The User Facilities and Publications Working Group was active until November 1, 2018. The following information provides historical reference and context of the now inactive group.
Summary
Our goal in calling together this ad hoc community working group was to ascertain what data would help agencies and scientific user facilities to map impact and to determine whether and how ORCID could enable its collection in a manner that increased data capture and reduced reporting burden for stakeholders. The group had three objectives: to bring together publishers and facilities to better understand research, publication, and reporting workflows; to define terms to enable conversation; and to identify opportunities for working together to streamline and, where possible, automate impact reporting.
Background
User facilities are specialized government-sponsored research infrastructure available for external use to advance scientific or technical knowledge. Researchers compete for access to these facilities and specialized equipment. However, these awards for facility access are not regularly captured within the scholarly research workflow. This deficiency makes it difficult for the sponsor agencies and host institutions (typically government laboratories) to report on what papers and products result from their use. Collection of these research outputs is central to assessing the scientific impact from these public investments. In addition, sponsor agencies and scientific professional societies persistently seek means to lessen the administrative burdens on researchers. Several user facilities have begun to explore innovative approaches to these challenges, including adoption of ORCID.
Membership
The User Facilities and Publications Working Group was convened by ORCID in May 2017 after a number of community conversations with the US Department of Energy (DOE), Society for Science at User Facilities (SSURF, formerly National User Facility Organization), CHORUS, and user facilities including Oak Ridge National Laboratory (ORNL) and Argonne National Laboratory (ANL). The Working Group initially focused on Department of Energy National Laboratories in an effort to start from shared experience and thereby facilitate conversation and consensus. Our intention from the start was to share a summary of the group findings with the broader community to gather feedback, ascertain relevance of findings to other facilities, and to translate the discussions into practical solutions.
- Erin Arndt, Wiley (US)
- Ben Brown, Office of Science, US Department of Energy (US)
- Josh Brown, ORCID (UK)
- Mark Doyle, American Physical Society (US)
- Mariam Elsayed, Office of Science, US Department of Energy (US)
- Laure Haak, ORCID, Chair (US)
- Stephanie Harley, ORCID, Project Manager (US)
- Ted Hatcher, American Chemical Society (US)
- Matthew Hawkins, National Science Foundation (US)
- Terry Law, Pacific Northwest National Laboratory (US)
- Mark Martin, Office of Scientific and Technical Information, US Department of Energy (US)
- Kathy Nasta, Brookhaven National Laboratory (US)
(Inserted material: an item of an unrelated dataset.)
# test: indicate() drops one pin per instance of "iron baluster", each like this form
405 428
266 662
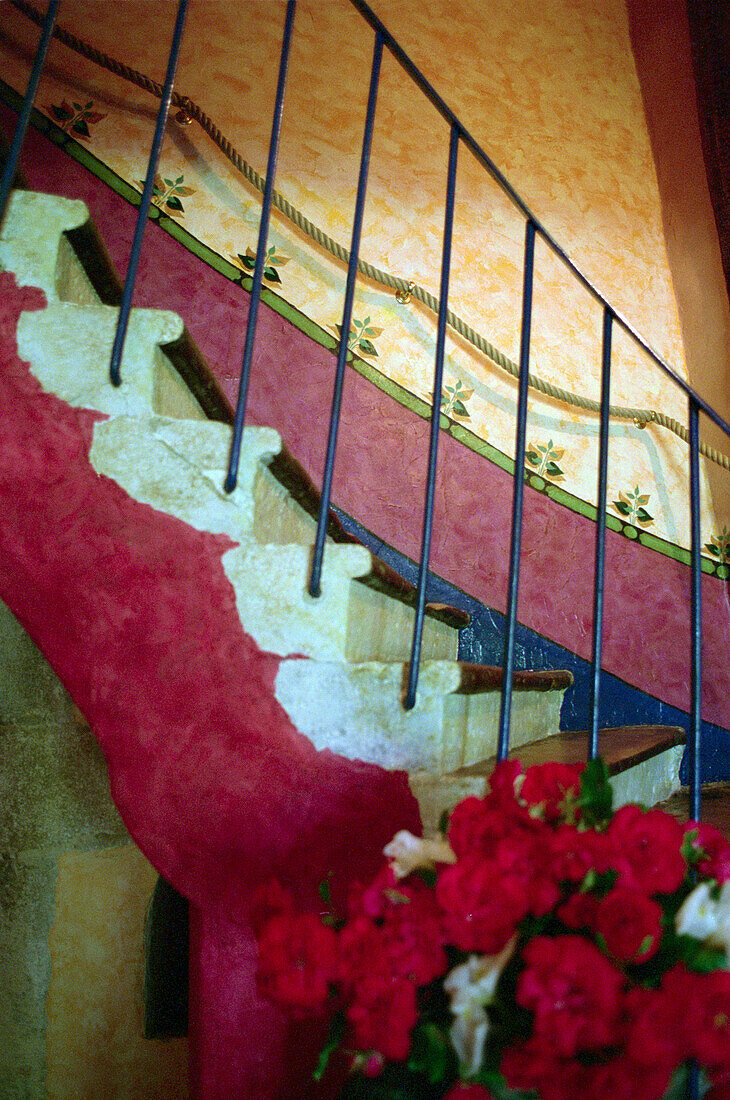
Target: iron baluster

- Dan O’Brien, American Chemical Society (US)
- Rob Peters, ORCID (US)
- Howard Ratner, CHORUS (US)
- Crystal Schrof, Oak Ridge National Laboratory(US)
- Steve Watson, Elsevier (Netherlands)
- Susan White dePace, Argonne National Laboratory (US)
Structure and Process
The Working Group met monthly via webinar. Its discussions were supported by ORCID staff, who provided venue, scheduling, note-taking, and documentation support. Together, the group analyzed workflows, technologies, and standards in use by user facilities and publishers, and identified key points at which information could be shared or made available for actors downstream to use and embed in their work. It produced a summary report in November 2017.